You got the idea. It is quite useful for engineers who have to debug this staff, but a bit obscure for most other people. So I was wondering how could I see these lgroups in a simple manner without resorting to the kernel debugger. Luckily Jonathan created a very useful library which provided all the information need at the user level. The actual thing missing was an actual application displaying these information in human-readable form. I had enough motivation to write such program, but I really wanted a simple tool to play with since I didn't know what it was going to display and Perl was a good tool to play with prototypes. The only missing part was a glue code needed to access the C library from Perl application. This was a perfect chance to dive in the underworld of XS and XSUB and I described my experience before.
It turned out that the glue code in this case was relatively easy, once I figured out how to get around some of the h2xs roadblocks. After that the Perl part was really easy - the first prototype was about a page of Perl code. For example, the wollowing piece of code was producing the full list of lgroups in the system, or any subtree:
sub lgrp_lgrps($;$)
{
my $cookie = shift;
my $root = shift;
$root = lgrp_root($cookie) unless defined $root;
return unless defined $root;
my @children = lgrp_children($cookie, $root);
my @result;
# Concatenate root with subtrees for every children.

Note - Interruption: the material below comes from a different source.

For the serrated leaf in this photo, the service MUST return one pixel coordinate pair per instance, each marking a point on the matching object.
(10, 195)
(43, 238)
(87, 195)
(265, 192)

# Every subtree is obtained by calling lgrp_lgrps recursively with each of
# the children as the argument.
@result = @children ?
($root, map {lgrp_lgrps($cookie, $_)} @children) :
($root);
return (wantarray ? @result : scalar @result);
}
Once I had the glue code and the initially prototype it was relatively easy
to write a small program
that displayed the system lgroup hierarchy in a nice form. Here is a
different look at the same hierarchy as you saw below:
$ lgrpinfo -Ta
0
|-- 5
| CPUs: 0-2
| Lgroup resources: 1 2 3 (CPU); 1 2 3 (memory)
| `-- 1
| CPU: 0
| Memory: installed 2048 Mb, allocated 182 Mb, free 1866 Mb
|-- 6
| CPUs: 0 1 3
| Lgroup resources: 1 2 4 (CPU); 1 2 4 (memory)
| `-- 2
| CPU: 1
| Memory: installed 1599 Mb, allocated 25 Mb, free 1574 Mb
|-- 7
| CPUs: 0 2 3
| Lgroup resources: 1 3 4 (CPU); 1 3 4 (memory)
| `-- 3
| CPU: 2
| Memory: installed 2048 Mb, allocated 131 Mb, free 1917 Mb
`-- 8
CPUs: 1-3
Lgroup resources: 2 3 4 (CPU); 2 3 4 (memory)
`-- 4
CPU: 3
Memory: installed 2048 Mb, allocated 26 Mb, free 2022 Mb
It turned out that the Perl glue code had another application - it could be used to write useful tests in Perl for the HLS implementation. Here is a simple example:
######################################################################
# Each lgrp other than root should have a single parent and
# root should have no parents.
$fail = 0;
foreach my $l (lgrp_lgrps($c)) {
next if $l == $root;
my (@parents) = $c->parents($l) or
diag("lgrp_parents: $!");
my $nparents = @parents;
$fail++ unless $nparents == 1;
}
is($fail, 0, 'All non-leaf lgrps should have single parent');
@parents = $c->parents($root);
ok(!@parents, 'root should have no parents');
Once the tool was ready, Steve Lau wrote a set of tests for it (also in Perl).
And now you can play with it as well - the Perl module and the resulting lgrpinfo command are now available on the OpenSolaris web site. they are also available through the CPAN network.